Monday, Jul. 21, 1947

"Get a Move On, Boy!"

Ohio's dignified Senator John Bricker walked briskly toward the tiled subway under the Senate Office Building. With him was J. H. Macomber, Expenditures Committee clerk. As they approached the little monorail, open-top trolley that trundles Senators to the Capitol, a shot split the air. Bricker and Macomber whirled. About 15 steps behind them, they saw a grey, sharp-faced little man frantically breaking open a smoking, single-shot target pistol to reload.

Bricker and Macomber sprinted for the car. Roared the Senator: "Let's get the hell outa here! There's a crazy man back there. . . . Get a move on, boy!"

While Bricker scrunched 215 pounds down as far as he could, the driver gave the car full lever. It started off at 5 m.p.h. The Senator took a quick look back, let go a stentorian "Watch it!" and ducked again as a second shot cracked out. Again, the little man missed.

When the car reached the Capitol stop, Senator Bricker stepped shakily out, took the elevator upstairs to report to the police. He was not amused by the ribbing colleagues gave him. Said a newsman, explaining the bad marksmanship: "The man obviously did not lead the Senator enough on the second round."

From the Senate Office Building, the would-be assassin walked quietly out into the street. Within two hours police found him, learned that he was an ex-Capitol policeman named William L. Kaiser and fetched him back to be identified by Bricker.
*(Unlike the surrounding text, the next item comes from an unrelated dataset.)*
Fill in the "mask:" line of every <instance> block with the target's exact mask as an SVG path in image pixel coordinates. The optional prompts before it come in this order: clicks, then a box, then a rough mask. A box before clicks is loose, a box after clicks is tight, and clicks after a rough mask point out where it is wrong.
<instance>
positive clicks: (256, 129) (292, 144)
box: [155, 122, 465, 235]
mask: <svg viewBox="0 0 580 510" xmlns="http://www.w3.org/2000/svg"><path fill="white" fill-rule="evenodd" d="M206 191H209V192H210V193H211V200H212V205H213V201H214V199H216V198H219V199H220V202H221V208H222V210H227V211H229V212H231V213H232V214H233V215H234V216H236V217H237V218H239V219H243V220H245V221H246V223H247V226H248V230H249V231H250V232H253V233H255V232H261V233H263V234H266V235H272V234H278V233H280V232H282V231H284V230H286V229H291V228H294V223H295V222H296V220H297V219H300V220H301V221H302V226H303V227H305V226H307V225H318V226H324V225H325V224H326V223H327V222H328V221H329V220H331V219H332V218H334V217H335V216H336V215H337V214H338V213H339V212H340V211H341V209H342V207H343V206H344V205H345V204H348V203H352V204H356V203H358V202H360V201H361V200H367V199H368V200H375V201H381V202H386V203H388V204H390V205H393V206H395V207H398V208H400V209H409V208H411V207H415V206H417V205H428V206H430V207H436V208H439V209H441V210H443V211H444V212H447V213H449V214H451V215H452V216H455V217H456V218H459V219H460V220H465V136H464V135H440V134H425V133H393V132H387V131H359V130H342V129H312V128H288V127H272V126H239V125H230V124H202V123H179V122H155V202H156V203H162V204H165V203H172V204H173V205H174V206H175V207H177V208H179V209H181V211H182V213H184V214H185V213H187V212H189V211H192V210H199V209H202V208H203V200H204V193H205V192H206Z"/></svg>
Why had he shot at the Senator? Kaiser fancied that he had three very good reasons: 1) he had been fired from his policeman's job in April and a Bricker appointee had taken his place; 2) when he had been wiped out in the crash of an Ohio building & loan firm 15 years ago, the name of Ohio's then Attorney General, John Bricker, had appeared on all the papers that spelled his financial ruin; 3) Bricker had done nothing to help him get his job or his money back.